#3429 closed defect (fixed)
upgrade from 2.1.3 to 2.2+ enters infinite loop
Reported by: | strk | Owned by: | dustymugs |
---|---|---|---|
Priority: | blocker | Milestone: | PostGIS 2.2.2 |
Component: | build | Version: | 2.2.x |
Keywords: | Cc: |
Description
I still have to try at reproducing this but an
ALTER EXTENSION postgis UPDATE
resulted into an infinite loop for me.
Attaching the postgres process with gdb this is the stacktrace:
#0 init_rt_allocator (size=3488) at rt_api.c:880 #1 0x00007f2cf751d5aa in rt_raster_gdal_drivers (drv_count=drv_count@entry=0x7fffbbdd273c, cancc=cancc@entry=0 '\000') at rt_api.c:8975 #2 0x00007f2cf74f2233 in rtpg_assignHookGDALEnabledDrivers () at rt_pg.c:172 #3 _PG_init () at rt_pg.c:291 #4 0x000000000075b8a2 in internal_load_library (libname=libname@entry=0x25b7f68 "/home/postgresql-9.3.4/lib/rtpostgis-2.1.so") at dfmgr.c:284 #5 0x000000000075c2b3 in load_external_function (filename=filename@entry=0x25b7f30 "$libdir/rtpostgis-2.1", funcname=funcname@entry=0x25b7ef8 "RASTER_lib_version", signalNotFound=signalNotFound@entry=1 '\001', filehandle=filehandle@entry=0x7fffbbdd28d8) at dfmgr.c:113
The query I was running:
psql -XAtc "ALTER EXTENSION postgis UPDATE; SELECT postgis_full_version();"

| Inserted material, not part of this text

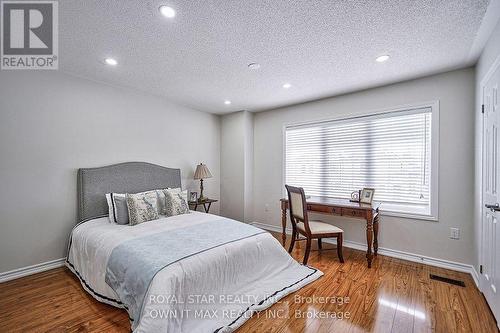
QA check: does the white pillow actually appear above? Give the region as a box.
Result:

The database was initialized with postgis '2.1.3'. The target library is "2.3.0dev r14582"
Attachments (1)
Change History (40)
comment:1 by , 9 years ago
comment:4 by , 9 years ago
Milestone: | PostGIS 2.3.0 → PostGIS 2.2.2 |
---|
comment:5 by , 9 years ago
Full script to reproduce:
createdb tt psql -c "create extension postgis version '2.1.3'" tt psql -c "alter extension postgis update to '2.2.1'" tt
Tested on PostgreSQL 9.3.6 on x86_64-unknown-linux-gnu, compiled by gcc (Ubuntu 4.8.2-19ubuntu1) 4.8.2, 64-bit
comment:6 by , 9 years ago
OK, so far have not been able to reproduce.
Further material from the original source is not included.